Atelier doctorant A3SI

Orateur : Thomas Belos, Thibaut Issenhuth, Yamna Ouchtar, Mathis Petrovich
10 Mars 2022 à 00:00

le prochain atelier doctorant aura lieu jeudi 10/3 de 13h à 15h à ESIEE Paris dans l’amphi 260. Il sera également possible d’assister aux présentations en ligne à l’adresse https://meet.google.com/rfh-iovd-hpt

Le programme de l’atelier est le suivant :

  • 13h00 – 13h30 : Thomas Belos, « MOD SLAM: Mixed Method for a More Robust SLAM Without Loop Closing »  
  • 13h30 – 14h00 : Thibaut Issenhuth, « Learning disconnected manifolds with generative adversarial networks« 
  • 14h00 – 14h30 : Yamna Ouchtar, « Watershed-Based Oversampling for Imbalanced Dataset Classification« 
  • 14h30 – 15h00 : Mathis Petrovich, « Human motion generation« 

Résumés des présentations

Orateur : Thomas Belos

Titre de la présentation : MOD SLAM: Mixed Method for a More Robust SLAM Without Loop Closing

Résumé : In recent years, the state-of-the-art of monocular SLAM has seen remarkable advances in reducing errors and improving robustness. At the same time, this quality of results can be obtained in real-time on small CPUs. However, most algorithms have a high failure rate out-of-the-box. Systematic error such as drift remains still significant even for the best algorithms. This can be handled by a global measure as a loop closure, but it penalizes online data processing. We propose a mixed SLAM, based on ORB-SLAM2 and DSO: MOD SLAM. It is a fusion of photometric and feature-based methods, without being a simple copy of both. We propose a decision system to predict at each frame which optimization will produce the minimum drift so that only one will be selected to save computational time and resources. We propose a new implementation of the map that is equipped with the ability to actively work with DSO and ORB points at the same time. Our experimental results show that this method increases the overall robustness and reduces the drift without compromising the computational resources. Contrary to the best state-of-the-art algorithms, MOD SLAM can handle 100% of KITTI, TUM, and random phone videos, without any configuration change.

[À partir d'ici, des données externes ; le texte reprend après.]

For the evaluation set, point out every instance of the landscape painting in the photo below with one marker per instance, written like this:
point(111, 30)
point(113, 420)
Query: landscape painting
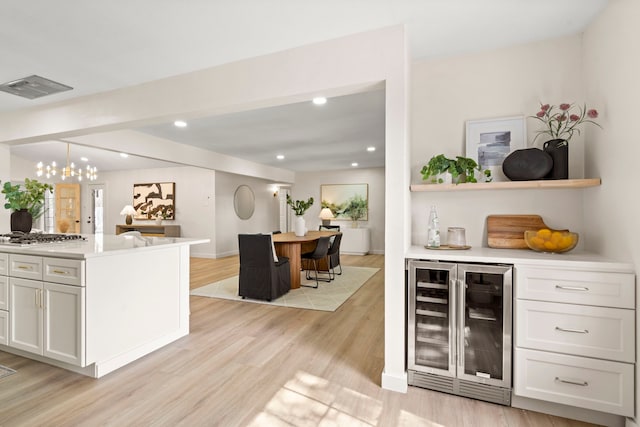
point(154, 200)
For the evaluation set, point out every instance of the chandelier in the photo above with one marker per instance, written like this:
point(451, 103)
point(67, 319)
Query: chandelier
point(69, 171)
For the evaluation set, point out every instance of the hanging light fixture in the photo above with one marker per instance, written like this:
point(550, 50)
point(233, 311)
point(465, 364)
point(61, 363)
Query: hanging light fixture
point(69, 171)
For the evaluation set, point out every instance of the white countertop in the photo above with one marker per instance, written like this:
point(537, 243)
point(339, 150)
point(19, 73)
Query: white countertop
point(100, 245)
point(572, 259)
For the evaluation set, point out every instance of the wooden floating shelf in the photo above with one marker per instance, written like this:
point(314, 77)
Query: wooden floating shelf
point(510, 185)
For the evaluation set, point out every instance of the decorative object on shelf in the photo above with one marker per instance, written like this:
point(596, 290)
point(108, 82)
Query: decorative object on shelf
point(326, 216)
point(151, 198)
point(27, 204)
point(489, 142)
point(560, 123)
point(552, 241)
point(527, 164)
point(299, 207)
point(69, 171)
point(558, 150)
point(462, 170)
point(129, 211)
point(343, 198)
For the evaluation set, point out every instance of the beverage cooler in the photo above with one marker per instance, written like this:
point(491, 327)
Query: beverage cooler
point(459, 328)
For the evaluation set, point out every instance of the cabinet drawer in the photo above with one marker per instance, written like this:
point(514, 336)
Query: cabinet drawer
point(4, 327)
point(4, 293)
point(577, 381)
point(25, 266)
point(577, 287)
point(605, 333)
point(4, 264)
point(65, 271)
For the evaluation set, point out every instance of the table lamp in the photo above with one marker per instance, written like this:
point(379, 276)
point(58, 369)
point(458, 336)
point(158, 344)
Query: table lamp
point(128, 211)
point(326, 216)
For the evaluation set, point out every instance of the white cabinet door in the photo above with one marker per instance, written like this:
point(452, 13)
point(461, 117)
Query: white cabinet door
point(25, 312)
point(4, 293)
point(4, 327)
point(64, 323)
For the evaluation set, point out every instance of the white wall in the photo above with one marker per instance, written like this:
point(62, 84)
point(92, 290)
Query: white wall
point(501, 83)
point(612, 63)
point(195, 201)
point(308, 185)
point(5, 175)
point(228, 225)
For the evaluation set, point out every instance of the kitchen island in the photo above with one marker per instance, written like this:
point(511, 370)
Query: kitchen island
point(97, 304)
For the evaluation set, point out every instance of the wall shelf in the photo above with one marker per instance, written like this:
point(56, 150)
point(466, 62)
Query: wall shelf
point(509, 185)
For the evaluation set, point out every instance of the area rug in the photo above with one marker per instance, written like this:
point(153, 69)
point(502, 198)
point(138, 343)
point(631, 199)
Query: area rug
point(5, 372)
point(328, 297)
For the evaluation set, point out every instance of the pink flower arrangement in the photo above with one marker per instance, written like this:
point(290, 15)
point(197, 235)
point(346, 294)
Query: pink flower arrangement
point(562, 121)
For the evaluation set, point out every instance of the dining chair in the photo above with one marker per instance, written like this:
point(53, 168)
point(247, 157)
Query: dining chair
point(333, 255)
point(320, 252)
point(261, 276)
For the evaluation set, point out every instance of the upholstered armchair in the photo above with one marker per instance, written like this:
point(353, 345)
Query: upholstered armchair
point(263, 275)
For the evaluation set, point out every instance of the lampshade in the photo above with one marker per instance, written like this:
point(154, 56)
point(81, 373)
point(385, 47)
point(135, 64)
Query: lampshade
point(128, 210)
point(326, 215)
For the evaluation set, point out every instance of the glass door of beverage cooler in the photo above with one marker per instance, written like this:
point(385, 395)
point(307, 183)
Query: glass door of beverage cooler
point(484, 321)
point(432, 320)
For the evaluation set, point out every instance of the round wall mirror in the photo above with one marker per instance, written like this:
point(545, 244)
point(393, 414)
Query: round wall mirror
point(244, 202)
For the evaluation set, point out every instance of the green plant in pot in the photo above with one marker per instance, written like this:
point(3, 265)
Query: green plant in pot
point(462, 169)
point(356, 209)
point(26, 204)
point(299, 207)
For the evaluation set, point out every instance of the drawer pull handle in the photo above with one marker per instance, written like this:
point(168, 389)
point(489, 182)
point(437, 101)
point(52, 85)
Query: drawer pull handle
point(580, 383)
point(577, 331)
point(572, 288)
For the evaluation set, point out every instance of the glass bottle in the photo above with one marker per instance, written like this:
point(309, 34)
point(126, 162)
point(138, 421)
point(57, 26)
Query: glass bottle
point(433, 235)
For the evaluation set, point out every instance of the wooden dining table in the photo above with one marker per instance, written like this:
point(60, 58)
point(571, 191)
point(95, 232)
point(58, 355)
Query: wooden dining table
point(291, 246)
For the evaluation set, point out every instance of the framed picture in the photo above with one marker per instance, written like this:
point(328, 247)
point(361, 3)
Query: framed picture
point(490, 141)
point(153, 200)
point(346, 201)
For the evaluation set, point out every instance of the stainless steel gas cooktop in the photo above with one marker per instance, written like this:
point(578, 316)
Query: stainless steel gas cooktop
point(18, 238)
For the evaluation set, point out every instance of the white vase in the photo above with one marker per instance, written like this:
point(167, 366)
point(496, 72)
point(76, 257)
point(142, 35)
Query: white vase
point(299, 226)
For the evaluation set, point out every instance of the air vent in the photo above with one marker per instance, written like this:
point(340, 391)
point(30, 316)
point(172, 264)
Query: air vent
point(33, 87)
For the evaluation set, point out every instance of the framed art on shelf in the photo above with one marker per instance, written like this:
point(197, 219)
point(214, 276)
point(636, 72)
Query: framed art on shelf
point(490, 141)
point(346, 201)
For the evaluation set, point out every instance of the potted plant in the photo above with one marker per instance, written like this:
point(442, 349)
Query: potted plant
point(299, 207)
point(356, 209)
point(26, 204)
point(462, 169)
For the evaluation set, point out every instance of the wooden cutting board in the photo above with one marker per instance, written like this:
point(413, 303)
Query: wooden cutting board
point(507, 231)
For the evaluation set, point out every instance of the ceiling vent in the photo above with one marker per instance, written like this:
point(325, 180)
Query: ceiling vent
point(33, 87)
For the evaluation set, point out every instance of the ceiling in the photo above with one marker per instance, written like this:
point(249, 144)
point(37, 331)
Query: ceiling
point(100, 46)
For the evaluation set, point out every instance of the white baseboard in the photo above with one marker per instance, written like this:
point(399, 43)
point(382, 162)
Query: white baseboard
point(395, 382)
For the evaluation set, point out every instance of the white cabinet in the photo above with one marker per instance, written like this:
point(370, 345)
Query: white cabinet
point(47, 318)
point(355, 241)
point(4, 299)
point(575, 338)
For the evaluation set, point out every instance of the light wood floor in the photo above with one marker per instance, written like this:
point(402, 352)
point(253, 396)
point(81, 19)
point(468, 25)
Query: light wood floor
point(251, 365)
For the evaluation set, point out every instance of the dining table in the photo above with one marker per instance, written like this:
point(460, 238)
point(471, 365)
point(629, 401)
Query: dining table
point(291, 246)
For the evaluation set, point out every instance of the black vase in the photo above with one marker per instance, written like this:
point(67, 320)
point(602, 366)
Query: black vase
point(21, 220)
point(558, 149)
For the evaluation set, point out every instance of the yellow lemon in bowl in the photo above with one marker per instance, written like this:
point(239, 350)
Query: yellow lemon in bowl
point(554, 241)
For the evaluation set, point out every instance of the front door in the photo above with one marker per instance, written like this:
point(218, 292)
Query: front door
point(67, 208)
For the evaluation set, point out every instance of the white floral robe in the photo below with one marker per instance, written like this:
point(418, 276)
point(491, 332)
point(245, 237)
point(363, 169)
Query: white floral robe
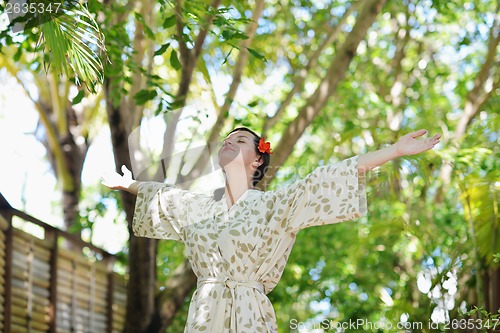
point(239, 254)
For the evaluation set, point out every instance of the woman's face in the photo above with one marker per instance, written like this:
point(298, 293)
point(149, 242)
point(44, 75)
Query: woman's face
point(238, 148)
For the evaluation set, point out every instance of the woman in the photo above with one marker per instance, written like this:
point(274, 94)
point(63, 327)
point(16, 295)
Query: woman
point(238, 246)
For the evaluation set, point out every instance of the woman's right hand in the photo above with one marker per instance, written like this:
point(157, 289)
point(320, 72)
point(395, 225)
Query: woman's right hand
point(115, 181)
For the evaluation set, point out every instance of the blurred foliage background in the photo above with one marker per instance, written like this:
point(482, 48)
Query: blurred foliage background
point(322, 88)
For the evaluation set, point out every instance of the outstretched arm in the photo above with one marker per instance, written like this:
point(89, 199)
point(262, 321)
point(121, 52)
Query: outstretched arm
point(406, 145)
point(115, 181)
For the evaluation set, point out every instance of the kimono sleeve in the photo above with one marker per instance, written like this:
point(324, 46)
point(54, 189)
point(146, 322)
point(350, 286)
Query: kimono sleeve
point(160, 211)
point(330, 194)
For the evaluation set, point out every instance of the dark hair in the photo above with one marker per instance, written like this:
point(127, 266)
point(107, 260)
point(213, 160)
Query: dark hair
point(266, 157)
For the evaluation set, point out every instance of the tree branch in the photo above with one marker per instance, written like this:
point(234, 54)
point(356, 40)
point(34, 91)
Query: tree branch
point(336, 72)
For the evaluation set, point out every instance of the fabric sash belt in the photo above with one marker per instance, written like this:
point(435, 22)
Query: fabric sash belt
point(231, 284)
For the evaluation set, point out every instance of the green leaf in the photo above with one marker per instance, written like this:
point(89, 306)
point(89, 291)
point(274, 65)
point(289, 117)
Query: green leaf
point(144, 95)
point(257, 54)
point(174, 60)
point(78, 98)
point(169, 22)
point(253, 104)
point(162, 49)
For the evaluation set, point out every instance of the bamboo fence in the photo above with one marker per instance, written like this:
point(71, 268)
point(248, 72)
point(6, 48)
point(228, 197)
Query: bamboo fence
point(48, 285)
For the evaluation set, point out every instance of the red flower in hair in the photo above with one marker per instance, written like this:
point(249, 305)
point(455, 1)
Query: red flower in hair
point(264, 147)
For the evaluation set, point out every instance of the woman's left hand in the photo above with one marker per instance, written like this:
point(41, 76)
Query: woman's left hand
point(410, 145)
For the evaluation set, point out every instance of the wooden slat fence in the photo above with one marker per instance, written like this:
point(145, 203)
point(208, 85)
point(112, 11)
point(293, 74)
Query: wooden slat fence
point(48, 285)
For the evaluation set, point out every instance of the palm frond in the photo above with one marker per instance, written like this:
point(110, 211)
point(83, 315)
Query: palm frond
point(74, 41)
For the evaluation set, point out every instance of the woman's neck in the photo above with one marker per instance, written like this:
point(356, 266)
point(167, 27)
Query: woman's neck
point(235, 188)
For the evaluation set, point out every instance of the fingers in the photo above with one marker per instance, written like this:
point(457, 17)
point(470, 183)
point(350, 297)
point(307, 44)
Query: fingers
point(125, 170)
point(418, 133)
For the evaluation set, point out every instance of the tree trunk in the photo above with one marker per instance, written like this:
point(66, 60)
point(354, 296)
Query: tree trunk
point(142, 251)
point(327, 87)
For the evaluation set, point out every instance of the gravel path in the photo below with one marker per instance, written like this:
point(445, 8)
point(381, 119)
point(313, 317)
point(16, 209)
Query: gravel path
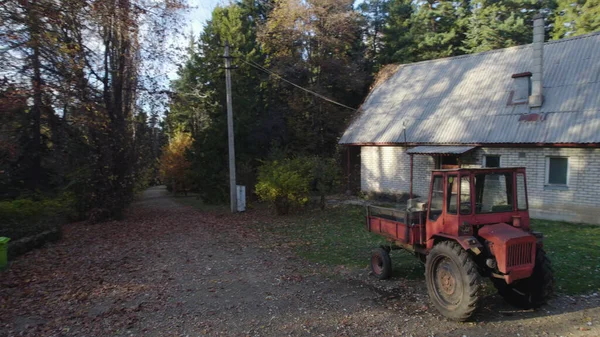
point(169, 270)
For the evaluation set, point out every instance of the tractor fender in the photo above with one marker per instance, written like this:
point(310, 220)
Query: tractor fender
point(469, 243)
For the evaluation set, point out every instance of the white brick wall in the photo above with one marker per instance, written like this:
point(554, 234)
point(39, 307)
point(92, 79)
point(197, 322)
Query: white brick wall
point(387, 169)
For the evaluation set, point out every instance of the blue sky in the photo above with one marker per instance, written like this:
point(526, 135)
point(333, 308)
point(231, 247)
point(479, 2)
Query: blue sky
point(200, 12)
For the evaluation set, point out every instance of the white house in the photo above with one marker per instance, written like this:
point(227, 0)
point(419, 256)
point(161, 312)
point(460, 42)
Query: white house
point(536, 106)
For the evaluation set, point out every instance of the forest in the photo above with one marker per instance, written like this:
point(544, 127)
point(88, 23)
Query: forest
point(85, 122)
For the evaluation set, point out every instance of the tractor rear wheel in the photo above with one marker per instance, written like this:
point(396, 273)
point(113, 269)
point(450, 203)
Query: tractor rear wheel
point(453, 281)
point(531, 292)
point(381, 263)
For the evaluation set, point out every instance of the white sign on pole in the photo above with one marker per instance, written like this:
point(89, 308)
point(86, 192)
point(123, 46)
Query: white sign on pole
point(241, 198)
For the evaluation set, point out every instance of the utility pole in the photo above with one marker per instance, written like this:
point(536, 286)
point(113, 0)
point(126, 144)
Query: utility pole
point(232, 184)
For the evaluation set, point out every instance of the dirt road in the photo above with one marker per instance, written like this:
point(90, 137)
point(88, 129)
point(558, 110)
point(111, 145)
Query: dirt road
point(169, 270)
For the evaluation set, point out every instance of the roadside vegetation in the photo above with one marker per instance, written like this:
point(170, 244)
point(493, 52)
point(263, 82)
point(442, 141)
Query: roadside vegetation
point(337, 236)
point(29, 216)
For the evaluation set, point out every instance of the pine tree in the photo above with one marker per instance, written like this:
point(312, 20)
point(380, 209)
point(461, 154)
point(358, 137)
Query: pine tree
point(575, 17)
point(502, 24)
point(397, 39)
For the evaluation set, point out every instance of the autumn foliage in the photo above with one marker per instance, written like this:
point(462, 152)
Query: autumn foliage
point(174, 166)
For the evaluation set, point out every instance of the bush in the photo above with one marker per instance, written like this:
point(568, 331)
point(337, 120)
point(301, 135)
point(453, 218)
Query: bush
point(284, 183)
point(25, 217)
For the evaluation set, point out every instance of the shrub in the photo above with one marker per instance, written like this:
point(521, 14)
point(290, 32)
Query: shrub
point(284, 183)
point(25, 217)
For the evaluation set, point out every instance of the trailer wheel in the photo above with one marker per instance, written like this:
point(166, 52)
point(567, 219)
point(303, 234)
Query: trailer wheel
point(453, 281)
point(531, 292)
point(381, 263)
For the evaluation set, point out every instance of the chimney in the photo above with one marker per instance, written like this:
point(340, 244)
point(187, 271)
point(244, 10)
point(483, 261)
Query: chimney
point(536, 99)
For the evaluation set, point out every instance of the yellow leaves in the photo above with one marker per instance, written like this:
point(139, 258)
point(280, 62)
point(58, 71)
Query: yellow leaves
point(174, 165)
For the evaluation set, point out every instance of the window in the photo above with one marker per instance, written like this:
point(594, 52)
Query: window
point(452, 192)
point(557, 171)
point(493, 192)
point(521, 193)
point(521, 89)
point(465, 195)
point(437, 198)
point(491, 161)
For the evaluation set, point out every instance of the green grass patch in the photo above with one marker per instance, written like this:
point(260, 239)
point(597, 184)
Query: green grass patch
point(574, 250)
point(25, 217)
point(193, 200)
point(337, 236)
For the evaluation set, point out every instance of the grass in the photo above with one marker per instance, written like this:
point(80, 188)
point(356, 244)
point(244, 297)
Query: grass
point(574, 250)
point(337, 236)
point(192, 200)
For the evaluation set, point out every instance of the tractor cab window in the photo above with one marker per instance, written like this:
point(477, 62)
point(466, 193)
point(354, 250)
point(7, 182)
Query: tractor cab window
point(465, 195)
point(451, 193)
point(493, 192)
point(521, 193)
point(437, 198)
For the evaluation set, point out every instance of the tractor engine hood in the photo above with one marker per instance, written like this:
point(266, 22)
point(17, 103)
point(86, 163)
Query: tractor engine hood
point(513, 248)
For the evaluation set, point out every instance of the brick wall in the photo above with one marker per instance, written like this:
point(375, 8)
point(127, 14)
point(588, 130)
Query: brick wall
point(387, 169)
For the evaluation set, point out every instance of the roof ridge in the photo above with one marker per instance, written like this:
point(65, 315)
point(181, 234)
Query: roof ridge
point(500, 50)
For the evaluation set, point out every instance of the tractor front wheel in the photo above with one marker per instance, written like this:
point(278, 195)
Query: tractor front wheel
point(531, 292)
point(381, 263)
point(453, 282)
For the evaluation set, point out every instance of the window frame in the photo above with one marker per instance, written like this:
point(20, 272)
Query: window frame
point(547, 177)
point(448, 196)
point(492, 155)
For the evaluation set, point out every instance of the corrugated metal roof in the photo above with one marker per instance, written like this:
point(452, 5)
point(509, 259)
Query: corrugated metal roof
point(440, 149)
point(463, 99)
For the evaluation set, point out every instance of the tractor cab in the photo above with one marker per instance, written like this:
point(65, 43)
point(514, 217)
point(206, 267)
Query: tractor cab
point(461, 201)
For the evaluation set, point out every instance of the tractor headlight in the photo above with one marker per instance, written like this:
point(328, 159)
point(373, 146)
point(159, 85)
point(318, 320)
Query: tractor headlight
point(465, 229)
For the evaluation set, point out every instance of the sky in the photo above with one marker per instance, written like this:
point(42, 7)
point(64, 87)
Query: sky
point(200, 12)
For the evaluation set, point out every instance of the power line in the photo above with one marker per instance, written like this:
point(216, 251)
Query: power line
point(259, 67)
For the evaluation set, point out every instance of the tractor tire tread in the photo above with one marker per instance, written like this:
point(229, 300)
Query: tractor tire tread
point(473, 280)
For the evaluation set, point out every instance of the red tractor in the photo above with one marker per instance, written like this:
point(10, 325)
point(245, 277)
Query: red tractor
point(474, 224)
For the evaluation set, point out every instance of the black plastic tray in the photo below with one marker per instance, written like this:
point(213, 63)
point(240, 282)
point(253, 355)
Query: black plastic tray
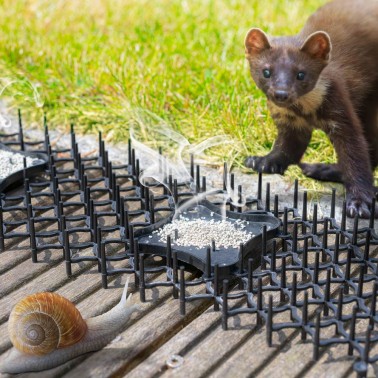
point(227, 259)
point(18, 176)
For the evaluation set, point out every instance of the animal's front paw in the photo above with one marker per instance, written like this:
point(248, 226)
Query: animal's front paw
point(266, 164)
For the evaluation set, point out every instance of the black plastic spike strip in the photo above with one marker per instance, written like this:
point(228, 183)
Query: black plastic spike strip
point(315, 277)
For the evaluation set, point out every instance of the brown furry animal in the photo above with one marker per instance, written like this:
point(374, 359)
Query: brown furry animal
point(325, 77)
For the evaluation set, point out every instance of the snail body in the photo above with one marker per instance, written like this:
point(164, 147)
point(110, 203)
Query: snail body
point(47, 330)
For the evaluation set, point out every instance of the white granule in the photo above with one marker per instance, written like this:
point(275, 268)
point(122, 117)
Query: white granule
point(201, 232)
point(11, 162)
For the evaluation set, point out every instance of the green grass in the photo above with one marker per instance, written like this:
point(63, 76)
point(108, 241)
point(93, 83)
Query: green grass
point(104, 64)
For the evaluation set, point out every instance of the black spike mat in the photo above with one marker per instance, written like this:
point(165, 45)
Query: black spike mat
point(320, 274)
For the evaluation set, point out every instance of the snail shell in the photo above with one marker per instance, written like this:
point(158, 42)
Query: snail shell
point(42, 322)
point(47, 330)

Orateur : Thibaut Issenhuth

Titre de la présentation :  Learning disconnected manifolds with generative adversarial networks

Résumé : Generative Adversarial Networks (GANs) recently achieved impressive results in unconditional image synthesis (e.g. face synthesis), but are still struggling on large-scale multi-class datasets. In this presentation, we will formalize a fundamental limitation of GANs when the target distribution is lying on disconnected manifolds. We establish a « no free lunch » theorem for the disconnected manifold learning, stating an upper bound on the precision of the generated distribution. Then, we will present two methods to improve the precision of a pre-trained generator: a heuristic method rejecting generated samples with high Jacobian Frobenius norms, and a learning-based method trained to minimize the Wasserstein distance between generated and target distributions.

Oratrice : Yamna Ouchtar

Titre de la présentation : Watershed-Based Oversampling for Imbalanced Dataset Classification

Résumé : For several real-world problems, such as credit card frauds, rare diseases, or road accidents, the provided dataset is composed of two or more imbalanced classes: a minority and a majority. With usual machine learning methods, this imbalance often leads to poor results where the minority class is misclassified. To alleviate these issues, several pre-processing methods, such as SMOTE, DBSMOTE or G-SMOTE are developed to build new artificial points.  Nevertheless, these oversampling methods explicitly or implicitly make hypotheses about the cluster’s size, shape, or density that may not fit the dataset in practice. We propose to improve these oversampling methods and reduce cluster assumptions, by relying on another classifier: the watershed-cut. We called this method WSSMOTE. Experimental results demonstrate that, although there is no silver bullet, WSSMOTE often outperforms G-SMOTE, DBSMOTE and SMOTE on several datasets composed of different minority class percentages.

Orateur :  Mathis Petrovich

Titre de la présentation : Human motion generation

Résumé : We tackle the problem of action-conditioned generation of realistic and diverse human motion sequences. In contrast to methods that complete, or extend, motion sequences, this task does not require an initial pose or sequence. Here we learn an action-aware latent representation for human motions by training a generative variational autoencoder (VAE). By sampling from this latent space and querying a certain duration through a series of positional encodings, we synthesize variable-length motion sequences conditioned on a categorical action. Specifically, we design a Transformer-based architecture, ACTOR, for encoding and decoding a sequence of parametricSMPL human body models estimated from action recognition datasets. We evaluate our approach on the NTU RGB+D, HumanAct12 and UESTC datasets and show improvements over the state of the art. Furthermore, we present two use cases: improving action recognition through adding our synthesized data to training, and motion denoising. Finally, I will present TEMOS, a recent extension of this work: generating diverse 3D human motions from textual descriptions.